The monthly NHS trusts situation report, which was published on Thursday but only covers up until October 1, showed six patients were in hospital across the two counties at that time.

But only three of the admissions were because of Covid-19, and the other three were diagnosed once they were in the hospital – either because they were infected within the hospital, or because they were admitted for a different reason unrelated to Covid-19, but unknowingly also had coronavirus when they were tested.

The October 1 figures by NHS Trust showed at that time there was one person in in the Cornwall Partnership NHS Foundation Trust, one person in Torbay Hospital, one person in the Royal Devon and Exeter Hospital, and three people in Derriford Hospital in Plymouth. One of those three people in Derriford subsequently died on October 2.

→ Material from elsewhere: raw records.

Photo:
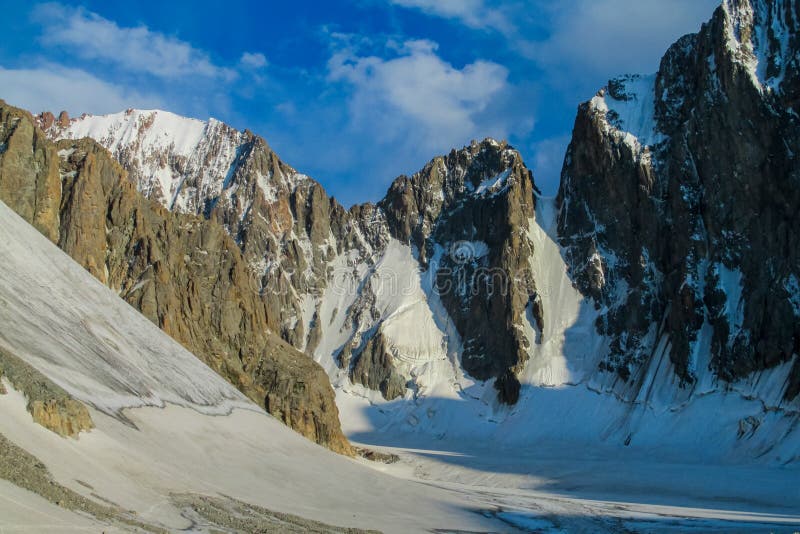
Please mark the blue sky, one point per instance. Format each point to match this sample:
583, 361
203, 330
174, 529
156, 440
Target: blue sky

The data also showed that of Devon and Cornwall’s six NHS Trusts, all bar one of them on October 1 had seen the number of people in hospital decrease from earlier in September.

Royal Cornwall Hospitals NHS Trust hospitals had one patient on September 20, compared to zero on October 1, and the Cornwall Partnership NHS Foundation Trust hospitals had one patient on October 1, although this was the highest figure it had seen in the previous month.

As of October 1, there were 36 people in hospital in the south west as a whole. By October 8 that figure has risen to 66, and while hospitalisations are likely to have risen since, the NHS England data only covers the period up until October 1, and won’t be updated to detail October’s figures until November 12.